Language of Love
"You want to go to the grocery store with me?" I ask my youngest.
"Only if I can eat some cheese!" he says, with the shrewdness his brothers might negotiate for Cheetos, with their day-glo coating of "cheese-flavored" dust, more closely resembling deforestation agents than actual cheese.
But he means real cheese--not the imitation of its flavor by chemists who've evidently never tasted real cheese, not the vinyl textured processed kind, or the rubbery, bland ropes of it packaged for kids as string cheese. He means the cheese that is found on the opposite side of the supermarket from the dairy case, over by the deli, where tiny cubes of expensive, imported cheese are set out for sampling with frilled toothpicks. Crumbly, stinky, rind-skinned, glorious cheese.

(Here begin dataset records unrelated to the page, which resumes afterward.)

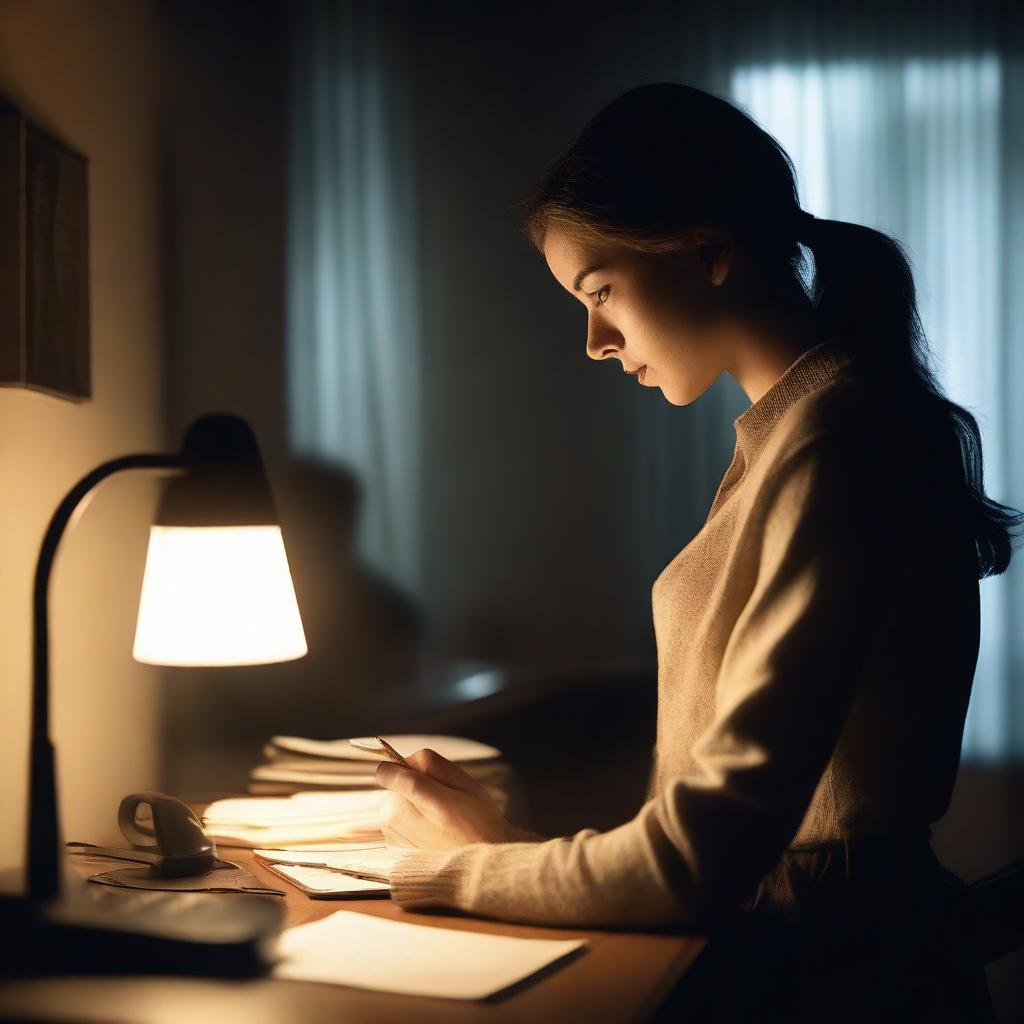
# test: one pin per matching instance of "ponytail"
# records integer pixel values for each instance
(665, 157)
(863, 292)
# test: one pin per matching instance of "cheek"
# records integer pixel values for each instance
(669, 308)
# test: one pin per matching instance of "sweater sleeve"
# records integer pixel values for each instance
(823, 555)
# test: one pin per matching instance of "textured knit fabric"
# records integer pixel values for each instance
(816, 642)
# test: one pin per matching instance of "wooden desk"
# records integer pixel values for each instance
(622, 977)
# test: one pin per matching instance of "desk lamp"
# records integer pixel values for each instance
(216, 591)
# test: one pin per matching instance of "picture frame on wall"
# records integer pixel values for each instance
(44, 262)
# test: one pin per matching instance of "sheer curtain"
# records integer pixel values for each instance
(353, 348)
(927, 146)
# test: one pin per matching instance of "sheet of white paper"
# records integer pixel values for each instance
(453, 748)
(334, 883)
(377, 861)
(297, 808)
(360, 832)
(352, 948)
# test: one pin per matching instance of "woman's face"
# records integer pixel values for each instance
(656, 313)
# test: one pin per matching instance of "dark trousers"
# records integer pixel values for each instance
(864, 930)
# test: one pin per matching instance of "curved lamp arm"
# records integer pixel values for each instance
(42, 843)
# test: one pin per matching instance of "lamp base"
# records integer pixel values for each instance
(140, 933)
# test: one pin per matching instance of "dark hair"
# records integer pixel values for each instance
(664, 158)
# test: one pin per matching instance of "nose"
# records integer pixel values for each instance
(602, 339)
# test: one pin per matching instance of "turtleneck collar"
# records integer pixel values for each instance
(811, 370)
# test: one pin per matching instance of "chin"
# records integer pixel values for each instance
(683, 395)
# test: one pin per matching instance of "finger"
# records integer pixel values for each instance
(428, 796)
(448, 772)
(402, 819)
(393, 838)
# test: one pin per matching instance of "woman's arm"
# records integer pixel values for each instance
(826, 570)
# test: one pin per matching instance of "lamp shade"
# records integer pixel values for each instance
(217, 596)
(217, 589)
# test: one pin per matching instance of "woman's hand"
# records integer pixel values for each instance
(435, 805)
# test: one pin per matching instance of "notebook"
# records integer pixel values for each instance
(318, 883)
(359, 949)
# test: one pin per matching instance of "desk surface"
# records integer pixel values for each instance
(622, 977)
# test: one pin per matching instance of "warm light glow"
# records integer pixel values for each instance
(217, 595)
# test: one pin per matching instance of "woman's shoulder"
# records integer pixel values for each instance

This one knows the way to my heart is through his stomach. His brothers, raised at the same table, offered the same foods, wrinkle their noses at anything stronger than the little red wheels of Babyel -- baby cheese, a friend from France calls it. Pablum. They wrinkle their noses when something unfamiliar is set before them at the dinner table, or when they wander through a cloud of spices in the kitchen. Even his father, at 46, regards new dishes with an unconscious expression of suspicion. Not this one. He climbs up on the kitchen stool and breathes deep.
"What's that good smell?" he asks, as I fold dressing into boiled potatoes for salad.
"Fresh pepper," I say.
He inhales again, eyes closed.
"Dill weed, lemon juice, horseradish," I tell him, as if this were a Bible lesson, and I were teaching him names of the disciples.
At the grocery store, we discover that all the cheese samples have been eaten. My budget is tight this week, and no amount of pouting would move me to add an off-list bag of chips or candy bar to our cart, but I console him by offering to buy a wedge of his choosing. He chooses an apricot-colored "Thousand-Day" gouda we've never tried. It costs twenty dollars a pound. We leave with a four-ounce piece, wrapped in cellophane. Edible gold.
We don't even wait to get it home, but eat it in the parking lot, making ecstatic cheese noises, the conversation that needs no words, speaking each other's language.